Kona N the Barbarian is powered by a 2.0-liter turbocharged four-cylinder engine that sends 276 horsepower and 289 pound-feet of torque to the front wheels via Hyundai’s eight-speed dual-clutch transmission. Helping put that power to the ground is a limited-slip differential, but sadly, Hyundai’s release makes no mention of the six-speed manual transmission that is optional on the Veloster N. All-wheel drive, which is available on the non-N Kona, is also absent.
The DCT features a few bespoke N shift modes aimed at improving performance and feel on the road and track, as well as a mode called N Grin Shift, which increases output to 286 hp for a 20-second overboost blitz. With its standard Launch Control activated, the Kona N will sprint from 0 to 62 mph in 5.5 seconds and onward to a top speed of 149 mph.
Hyundai Kona N is the brand’s first hot SUV
“[The] Kona N is a true hot SUV with the performance level of a hot hatch. It breaks the rule that SUVs are less fun to drive. As an N model, it goes beyond the limits of an ordinary SUV,” said Albert Biermann, Hyundai Motor Group’s head of research and development. “[The] Kona N can carve corners on the racetrack and bring excitement to everyday driving.”
Visually, the Kona N distinguishes itself with functional aerodynamics, including a front lip spoiler, a double-wing roof spoiler, enlarged grilles and a bigger diffuser. Wide 19-inch forged wheels wrapped in summer performance tires broaden the SUV’s track slightly, and the Kona N has stiffer chassis and suspension mounting points.
The hot SUV is also available in exclusive Sonic Blue exterior paint, a sharp aesthetic contrast to the red detailing on the N model’s aggressive lower trim and performance brakes. The new blue is slightly paler than the Performance Blue found on the Veloster N, which you can still find highlighting the Kona’s cabin here and there, from the shift lever to the stitching on the seats to the N steering wheel buttons.

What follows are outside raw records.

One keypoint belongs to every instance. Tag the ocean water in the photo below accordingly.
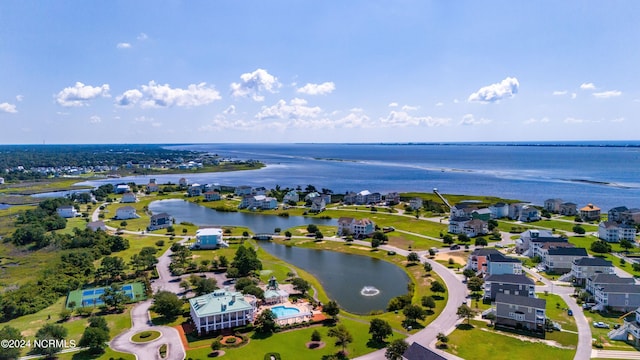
(605, 174)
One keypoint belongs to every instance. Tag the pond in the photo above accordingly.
(350, 280)
(182, 210)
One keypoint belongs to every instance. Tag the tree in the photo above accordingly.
(379, 330)
(413, 313)
(10, 333)
(342, 335)
(447, 239)
(49, 338)
(301, 285)
(428, 301)
(465, 312)
(413, 257)
(437, 287)
(167, 304)
(266, 322)
(312, 228)
(396, 349)
(332, 309)
(626, 244)
(481, 242)
(601, 247)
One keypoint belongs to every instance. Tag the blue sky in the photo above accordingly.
(318, 71)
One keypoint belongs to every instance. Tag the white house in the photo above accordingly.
(67, 211)
(222, 309)
(126, 212)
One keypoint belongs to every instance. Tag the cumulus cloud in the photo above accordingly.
(496, 92)
(587, 86)
(469, 119)
(80, 94)
(252, 84)
(607, 94)
(295, 109)
(156, 95)
(317, 89)
(402, 119)
(8, 108)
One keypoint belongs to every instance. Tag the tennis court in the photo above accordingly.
(91, 297)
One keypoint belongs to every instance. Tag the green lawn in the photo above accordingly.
(476, 343)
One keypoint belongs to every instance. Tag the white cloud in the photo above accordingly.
(296, 109)
(157, 95)
(496, 92)
(402, 119)
(8, 108)
(587, 86)
(253, 83)
(317, 89)
(469, 119)
(80, 94)
(607, 94)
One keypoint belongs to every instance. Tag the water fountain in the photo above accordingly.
(369, 291)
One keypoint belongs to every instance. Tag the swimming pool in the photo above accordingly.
(283, 311)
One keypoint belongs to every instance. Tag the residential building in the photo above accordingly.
(355, 227)
(212, 195)
(618, 297)
(126, 213)
(569, 209)
(97, 225)
(611, 231)
(590, 213)
(478, 259)
(128, 197)
(209, 238)
(586, 267)
(520, 312)
(606, 279)
(159, 221)
(499, 264)
(510, 284)
(553, 205)
(222, 309)
(415, 203)
(559, 260)
(67, 211)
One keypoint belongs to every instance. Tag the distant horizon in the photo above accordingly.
(416, 71)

The inspiration for the Kona N’s cabin and tech comes from racing video games, from the digital instrument cluster and visor-style head-up display to the 10-inch infotainment screen with its N Track Maps. Drivers can tweak various settings for the engine, stability control programming, tone of the variable exhaust system and steering. Large N buttons on the steering wheel can be customized to toggle instantly between those custom modes while a bright red N Grin Control System button toggles between preset drive modes, like Eco, Normal, Sport and N.
Kona Ns sold in Europe will boast a feature called N Road Sense, which automatically detects when approaching a double-curved road sign and recommends the activation of the sporty N mode for maximum twisty driving enjoyment. This feature almost certainly won’t reach the States, so owners will have to keep their eyes peeled to find their own great driving roads.
The Kona N is the latest member of the N Performance series, joining the Veloster N here in the States and the i30 N, i30 Fastback N and i20 N globally. Expect to see more N badges in the future; the Korean automaker plans to expand to a total of 18 vehicles by 2022 with examples spanning “each major vehicle segment, suiting the needs of all types of car enthusiasts,” according to the automaker’s release.
Beyond that, Hyundai is also already looking at ways to N-ify its budding stable of battery electric and hydrogen fuel-cell vehicles. Hyundai thinks that EV platforms — like the E-GMP that underpins the Ioniq 5 — have an intrinsic “driving fun” that makes them suited for N and N Line models. The automaker has for years been testing the e-performance waters with electric touring cars and fuel cell concepts.
Global and North American availability for the new Kona N have not yet been announced, nor has pricing, but watch this space. We’ll be updating with more details as they emerge.